(1) The questions politicians put to us are over-simplified.
(2) They drive us to an either-or decision, as revealed in elections.
(3) The freedom to say NO is systematically de-platformed.
(4) This is intended to demonstrate the power of the questioner, the State.
(5) It turns saying NO into a venture that only one in a hundred will dare.
(6) The Forest Passage is freedom’s new answer.
(7) Free men are powerful, even in tiny minorities.
(8) Our present epoch is poor in great men, but it brings figures to the light.
(9) The danger leads to the formation of small elites.

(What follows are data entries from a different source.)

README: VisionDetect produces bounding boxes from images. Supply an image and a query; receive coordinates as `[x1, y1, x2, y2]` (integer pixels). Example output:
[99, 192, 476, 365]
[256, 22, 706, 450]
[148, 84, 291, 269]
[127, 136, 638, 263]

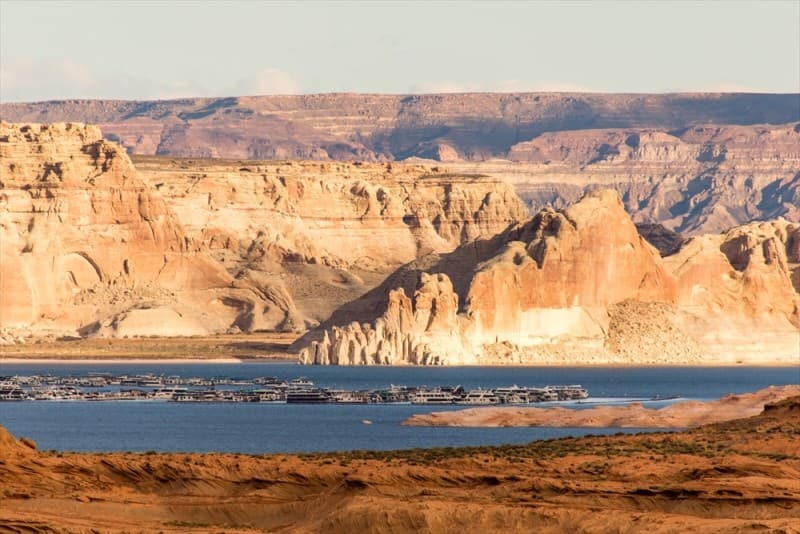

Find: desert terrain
[0, 397, 800, 533]
[403, 388, 800, 428]
[0, 94, 800, 365]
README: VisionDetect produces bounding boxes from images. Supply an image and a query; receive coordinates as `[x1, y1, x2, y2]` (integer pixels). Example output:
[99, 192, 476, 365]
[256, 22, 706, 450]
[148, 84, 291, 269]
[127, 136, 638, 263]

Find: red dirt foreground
[0, 396, 800, 534]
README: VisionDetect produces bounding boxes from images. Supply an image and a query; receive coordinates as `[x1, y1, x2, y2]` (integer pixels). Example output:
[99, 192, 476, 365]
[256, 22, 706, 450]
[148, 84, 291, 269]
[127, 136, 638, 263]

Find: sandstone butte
[0, 123, 525, 340]
[0, 93, 800, 235]
[0, 397, 800, 534]
[294, 190, 800, 365]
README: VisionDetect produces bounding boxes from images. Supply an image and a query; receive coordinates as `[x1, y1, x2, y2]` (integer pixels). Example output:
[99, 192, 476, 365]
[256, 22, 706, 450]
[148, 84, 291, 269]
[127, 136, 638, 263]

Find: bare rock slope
[134, 157, 526, 321]
[0, 93, 800, 161]
[294, 190, 800, 365]
[0, 93, 800, 235]
[0, 123, 524, 338]
[0, 123, 304, 337]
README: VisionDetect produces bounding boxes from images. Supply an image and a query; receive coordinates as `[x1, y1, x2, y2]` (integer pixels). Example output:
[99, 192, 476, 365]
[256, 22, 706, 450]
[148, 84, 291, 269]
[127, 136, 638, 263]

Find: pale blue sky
[0, 0, 800, 102]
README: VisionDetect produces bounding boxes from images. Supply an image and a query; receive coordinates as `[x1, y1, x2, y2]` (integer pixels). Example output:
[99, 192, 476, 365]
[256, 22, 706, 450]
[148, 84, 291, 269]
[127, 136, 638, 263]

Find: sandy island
[403, 385, 800, 428]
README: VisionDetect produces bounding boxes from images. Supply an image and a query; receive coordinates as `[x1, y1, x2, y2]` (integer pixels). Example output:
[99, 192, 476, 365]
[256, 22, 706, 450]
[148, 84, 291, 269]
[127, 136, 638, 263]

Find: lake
[0, 362, 800, 454]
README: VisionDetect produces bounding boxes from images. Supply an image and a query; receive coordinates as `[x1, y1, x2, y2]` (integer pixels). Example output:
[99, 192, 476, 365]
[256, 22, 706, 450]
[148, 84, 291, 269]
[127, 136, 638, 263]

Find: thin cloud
[234, 68, 300, 96]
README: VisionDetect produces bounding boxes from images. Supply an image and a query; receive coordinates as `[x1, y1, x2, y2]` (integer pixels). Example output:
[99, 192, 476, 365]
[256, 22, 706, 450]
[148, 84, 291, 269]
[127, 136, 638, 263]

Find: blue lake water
[0, 362, 800, 453]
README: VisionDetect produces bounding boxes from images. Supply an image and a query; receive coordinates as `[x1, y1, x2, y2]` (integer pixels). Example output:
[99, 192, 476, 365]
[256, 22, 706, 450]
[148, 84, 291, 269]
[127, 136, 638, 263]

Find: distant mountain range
[0, 93, 800, 161]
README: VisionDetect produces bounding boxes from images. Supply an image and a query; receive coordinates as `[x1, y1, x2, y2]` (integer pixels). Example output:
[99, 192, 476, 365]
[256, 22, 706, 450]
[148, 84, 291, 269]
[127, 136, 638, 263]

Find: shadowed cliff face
[0, 123, 306, 337]
[0, 123, 524, 339]
[0, 93, 800, 235]
[294, 190, 800, 365]
[0, 93, 800, 160]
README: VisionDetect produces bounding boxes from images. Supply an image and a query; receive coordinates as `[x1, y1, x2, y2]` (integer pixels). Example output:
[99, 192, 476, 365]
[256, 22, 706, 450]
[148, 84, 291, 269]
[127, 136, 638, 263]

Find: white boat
[456, 388, 500, 406]
[494, 384, 530, 404]
[411, 389, 456, 404]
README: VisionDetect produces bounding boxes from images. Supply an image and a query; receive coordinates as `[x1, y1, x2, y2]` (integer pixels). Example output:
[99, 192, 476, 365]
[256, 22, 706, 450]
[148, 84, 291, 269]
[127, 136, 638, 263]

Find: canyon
[0, 397, 800, 533]
[293, 190, 800, 365]
[0, 109, 800, 365]
[0, 123, 524, 340]
[0, 93, 800, 235]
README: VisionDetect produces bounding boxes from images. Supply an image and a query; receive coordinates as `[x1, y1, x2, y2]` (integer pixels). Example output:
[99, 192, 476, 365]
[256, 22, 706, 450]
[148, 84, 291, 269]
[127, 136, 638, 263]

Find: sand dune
[403, 385, 800, 428]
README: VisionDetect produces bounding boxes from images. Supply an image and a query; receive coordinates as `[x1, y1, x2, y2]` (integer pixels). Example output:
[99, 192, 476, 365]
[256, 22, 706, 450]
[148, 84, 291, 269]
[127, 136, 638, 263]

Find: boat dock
[0, 373, 589, 405]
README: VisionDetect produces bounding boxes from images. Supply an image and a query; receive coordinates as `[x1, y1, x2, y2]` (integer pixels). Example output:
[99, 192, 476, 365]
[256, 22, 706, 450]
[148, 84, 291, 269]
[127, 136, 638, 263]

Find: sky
[0, 0, 800, 102]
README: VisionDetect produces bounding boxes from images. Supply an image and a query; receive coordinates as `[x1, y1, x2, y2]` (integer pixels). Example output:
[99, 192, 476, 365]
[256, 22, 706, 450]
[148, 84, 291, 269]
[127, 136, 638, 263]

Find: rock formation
[0, 93, 800, 161]
[0, 123, 525, 339]
[0, 123, 302, 337]
[0, 93, 800, 235]
[294, 190, 800, 365]
[134, 154, 525, 321]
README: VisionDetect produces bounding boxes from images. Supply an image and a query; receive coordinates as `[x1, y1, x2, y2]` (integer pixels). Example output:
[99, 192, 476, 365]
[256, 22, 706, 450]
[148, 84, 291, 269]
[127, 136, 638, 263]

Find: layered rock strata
[0, 123, 302, 336]
[135, 158, 526, 321]
[0, 123, 525, 339]
[0, 93, 800, 161]
[295, 190, 800, 365]
[456, 123, 800, 235]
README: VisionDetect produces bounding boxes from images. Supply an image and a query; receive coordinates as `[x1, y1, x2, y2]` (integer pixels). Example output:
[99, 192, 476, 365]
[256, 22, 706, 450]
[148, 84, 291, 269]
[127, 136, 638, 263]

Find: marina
[0, 373, 589, 405]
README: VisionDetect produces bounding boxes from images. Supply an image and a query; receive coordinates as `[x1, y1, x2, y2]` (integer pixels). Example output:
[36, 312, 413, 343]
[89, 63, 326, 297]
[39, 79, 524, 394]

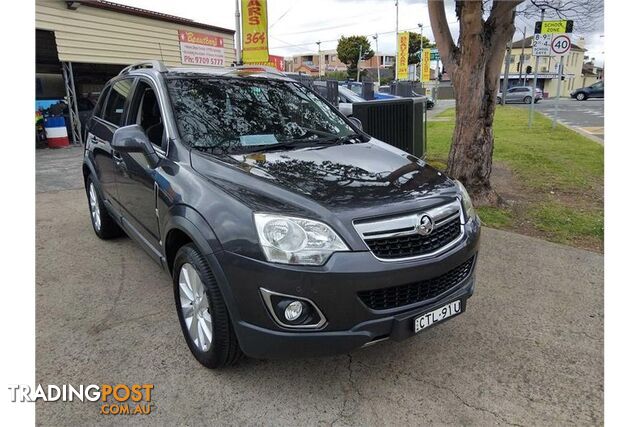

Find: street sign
[534, 19, 573, 34]
[551, 34, 571, 56]
[532, 34, 553, 56]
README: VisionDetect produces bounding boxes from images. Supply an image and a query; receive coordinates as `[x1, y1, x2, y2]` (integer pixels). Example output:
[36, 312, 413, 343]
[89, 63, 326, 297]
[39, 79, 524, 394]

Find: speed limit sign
[551, 34, 571, 56]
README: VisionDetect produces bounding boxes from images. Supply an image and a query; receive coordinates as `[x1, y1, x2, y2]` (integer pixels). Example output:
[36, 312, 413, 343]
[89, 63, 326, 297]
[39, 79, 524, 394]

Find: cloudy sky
[115, 0, 604, 64]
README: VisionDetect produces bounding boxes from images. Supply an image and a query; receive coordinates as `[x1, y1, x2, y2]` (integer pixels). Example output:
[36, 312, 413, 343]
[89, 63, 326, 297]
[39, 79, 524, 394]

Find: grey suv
[82, 61, 480, 368]
[497, 86, 542, 104]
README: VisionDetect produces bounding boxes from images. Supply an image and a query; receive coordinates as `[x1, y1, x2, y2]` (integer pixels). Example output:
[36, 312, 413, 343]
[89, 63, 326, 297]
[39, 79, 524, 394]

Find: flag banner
[420, 49, 431, 82]
[242, 0, 269, 63]
[396, 32, 409, 80]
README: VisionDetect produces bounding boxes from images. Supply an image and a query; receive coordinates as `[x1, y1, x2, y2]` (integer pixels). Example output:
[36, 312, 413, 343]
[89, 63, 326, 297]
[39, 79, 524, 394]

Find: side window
[127, 80, 164, 148]
[93, 86, 111, 119]
[104, 79, 133, 126]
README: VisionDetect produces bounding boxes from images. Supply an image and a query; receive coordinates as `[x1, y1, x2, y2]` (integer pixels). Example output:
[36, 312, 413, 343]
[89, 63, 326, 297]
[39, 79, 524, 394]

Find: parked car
[82, 61, 480, 368]
[340, 82, 399, 99]
[427, 96, 436, 110]
[497, 86, 542, 104]
[570, 81, 604, 101]
[313, 80, 365, 117]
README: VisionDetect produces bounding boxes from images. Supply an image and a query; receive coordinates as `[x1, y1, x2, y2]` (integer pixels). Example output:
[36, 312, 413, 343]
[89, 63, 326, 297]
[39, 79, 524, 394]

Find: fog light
[284, 301, 303, 322]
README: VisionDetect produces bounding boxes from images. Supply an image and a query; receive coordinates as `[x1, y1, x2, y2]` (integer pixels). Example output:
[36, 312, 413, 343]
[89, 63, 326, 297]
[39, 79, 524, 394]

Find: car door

(10) The Worker and the Soldier are joined by a third, the Forest Rebel.
(11) Fear can be conquered by them, once they realize their power.
(12) The Forest Passage, as free action in the face of a seemingly invincible enemy,
(13) is independent of politics and its identities.
(14) In the Forest Passage, there is a meeting of man with himself in his indestructible Being.
(15) This meeting banishes the fear of death.
(16) Even the churches can only lend a hand here, since man stands alone in his choices.
(17) The priest may be able to make his situation clear to the Rebel but cannot deliver him from it.
(18) The Forest Rebel crosses the null-meridian under his own power.
(19) In the questions of healthcare, law, and arms, he takes his own sovereign decisions.
(20) Morally, too, he does not act according to any doctrine.
(21) He reserves the right to judge the law for himself.
(22) He decides what to consider property and how he will defend it.
(23) He is aware of the depths from which the Word rises up to fulfill the world.
(24) Here lies the task of the Rebellion, to renew the world in the revolt against democracy.